WINNIPEG -- Manitoba aboriginal leaders say they face a closed door at an upcoming conference on missing and murdered women that does include provincial governments and national First Nations leaders.

"They seem to be planning a high-level event, bringing guests in from national aboriginal organizations, and being content in excluding regional and local perspectives," Derek Nepinak, grand chief of the Assembly of Manitoba Chiefs, said Thursday.

"I think that for far too long, people have observed these boardroom tables at 35,000 feet, parachuting solutions into our communities. And, unfortunately, I don't think that's the answer. The answer comes from ... community-based organizations."

Nepinak said the Manitoba government, which is host to the National Aboriginal Women's Summit Nov. 1-2 in Winnipeg, has told him there is no room for regional or local groups at the meeting.

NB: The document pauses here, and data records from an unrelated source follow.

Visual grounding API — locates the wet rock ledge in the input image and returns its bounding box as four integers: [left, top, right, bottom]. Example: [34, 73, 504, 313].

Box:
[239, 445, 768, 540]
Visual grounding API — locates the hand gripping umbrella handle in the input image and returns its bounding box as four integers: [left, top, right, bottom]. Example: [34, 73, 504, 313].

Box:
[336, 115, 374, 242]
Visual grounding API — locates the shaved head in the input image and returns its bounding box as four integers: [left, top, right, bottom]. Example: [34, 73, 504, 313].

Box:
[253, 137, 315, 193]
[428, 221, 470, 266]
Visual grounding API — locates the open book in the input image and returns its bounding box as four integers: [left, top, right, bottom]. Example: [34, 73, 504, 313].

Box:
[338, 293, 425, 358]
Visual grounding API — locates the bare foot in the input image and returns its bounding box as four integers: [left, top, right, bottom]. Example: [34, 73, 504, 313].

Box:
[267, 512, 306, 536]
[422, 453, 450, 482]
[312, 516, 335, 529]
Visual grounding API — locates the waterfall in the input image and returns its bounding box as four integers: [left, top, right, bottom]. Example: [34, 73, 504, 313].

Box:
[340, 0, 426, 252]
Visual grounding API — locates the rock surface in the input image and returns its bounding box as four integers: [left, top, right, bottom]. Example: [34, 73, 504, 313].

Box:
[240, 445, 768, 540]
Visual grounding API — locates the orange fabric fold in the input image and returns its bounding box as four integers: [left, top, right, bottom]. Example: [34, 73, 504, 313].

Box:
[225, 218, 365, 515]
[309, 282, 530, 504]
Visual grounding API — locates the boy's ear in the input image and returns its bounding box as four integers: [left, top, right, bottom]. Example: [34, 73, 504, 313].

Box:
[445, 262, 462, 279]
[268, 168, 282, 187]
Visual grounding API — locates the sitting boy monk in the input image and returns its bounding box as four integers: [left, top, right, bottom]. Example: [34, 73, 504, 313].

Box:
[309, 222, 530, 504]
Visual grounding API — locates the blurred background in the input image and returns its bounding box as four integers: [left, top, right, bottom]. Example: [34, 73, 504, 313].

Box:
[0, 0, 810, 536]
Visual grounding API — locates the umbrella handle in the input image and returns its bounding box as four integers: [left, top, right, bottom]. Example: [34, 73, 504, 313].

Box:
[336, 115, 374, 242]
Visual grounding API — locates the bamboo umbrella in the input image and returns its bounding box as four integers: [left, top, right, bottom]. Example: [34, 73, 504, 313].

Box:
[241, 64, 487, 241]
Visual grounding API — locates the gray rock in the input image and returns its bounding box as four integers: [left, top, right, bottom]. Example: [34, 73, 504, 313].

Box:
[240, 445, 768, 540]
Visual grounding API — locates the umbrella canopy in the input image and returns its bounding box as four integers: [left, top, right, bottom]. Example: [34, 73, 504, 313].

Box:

Manitoba Aboriginal and Northern Affairs Minister Eric Robinson was not immediately available for comment.

The summit, the third of its kind in the last seven years, includes provincial and territorial ministers responsible for aboriginal affairs or the status of women, as well as national groups such as the Assembly of First Nations. Previous meetings have focused primarily on social conditions faced by aboriginal women.

The Winnipeg meeting is to deal mostly with the hundreds of native women that have been killed or reported missing across Canada. Aboriginal groups have been pushing the federal government to call a public inquiry.

The call in Manitoba has grown louder since the arrest earlier this year of Shawn Lamb, a drifter accused of second-degree murder in the deaths of three aboriginal women between September 2011 and this past June. Two of the women's bodies were found wrapped in plastic near garbage bins. The body of the third alleged victim has never been recovered. Police unsuccessfully searched a city landfill for her body earlier this month.

Because of the exclusion from the summit, the Assembly of Manitoba Chiefs, the Southern Chiefs Organization and other First Nations groups in the province are planning their own meeting at the same time.

"We believe that the solutions exist in the communities, not from closed boardrooms," Nepinak said.